Dataset prepared with 100 examples
Example tokenized length: 512 tokens


## Step 2.5: Fine-tune the Model

The fine-tuned model is the poem generator we aim for. After fine-tuning, GPT-2 model would shift its weights onto the given inspiring set and its vocabulary, paragraph structure thus being better at poem generation. 

In [None]:
# Set up training arguments
training_args = TrainingArguments(
    output_dir="./romantic_gpt2_output",
    overwrite_output_dir=True,
    num_train_epochs=400,  
    per_device_train_batch_size=4,  
    save_steps=100,
    save_total_limit=2,
    logging_steps=100,
    learning_rate=1e-5,
    warmup_steps=100,
    weight_decay=0.01,
    logging_dir='./logs',
    prediction_loss_only=True,
    fp16=torch.cuda.is_available(),  
)

# Data collator for language modeling
data_collator = DataCollatorForLanguageModeling(
    tokenizer=tokenizer,
    mlm=False  
)

# Initialize Trainer
trainer = Trainer(
    model=model,
    args=training_args,
    data_collator=data_collator,
    train_dataset=train_dataset,
)

print("Trainer initialized. Ready to fine-tune!")
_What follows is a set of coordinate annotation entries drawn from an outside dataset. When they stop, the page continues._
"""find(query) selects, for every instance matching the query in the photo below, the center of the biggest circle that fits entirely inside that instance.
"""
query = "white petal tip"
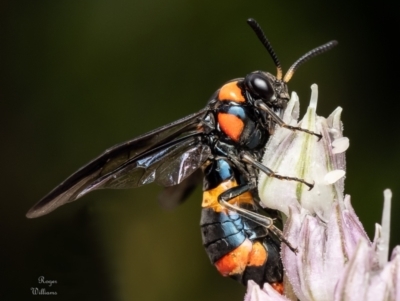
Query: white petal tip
(333, 176)
(387, 193)
(314, 96)
(340, 145)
Trainer initialized. Ready to fine-tune!


In [11]:
# Fine-tune the model
print("Starting fine-tuning...")
print("This may take a while depending on your hardware and dataset size.")
print("="*50)

trainer.train()

print("\n" + "="*50)
print("Fine-tuning complete!")

Starting fine-tuning...
This may take a while depending on your hardware and dataset size.


Step,Training Loss
100,2.6239
200,2.5702
300,2.4488
400,2.3043
500,2.1421
600,2.025
700,1.8846
800,1.7512
900,1.5972
1000,1.4778



Fine-tuning complete!


The model converges after approximately 8800 epochs.

In [12]:
# Save the fine-tuned model
model.save_pretrained("./romantic_gpt2_finetuned")
tokenizer.save_pretrained("./romantic_gpt2_finetuned")
print("Model saved to './romantic_gpt2_finetuned'")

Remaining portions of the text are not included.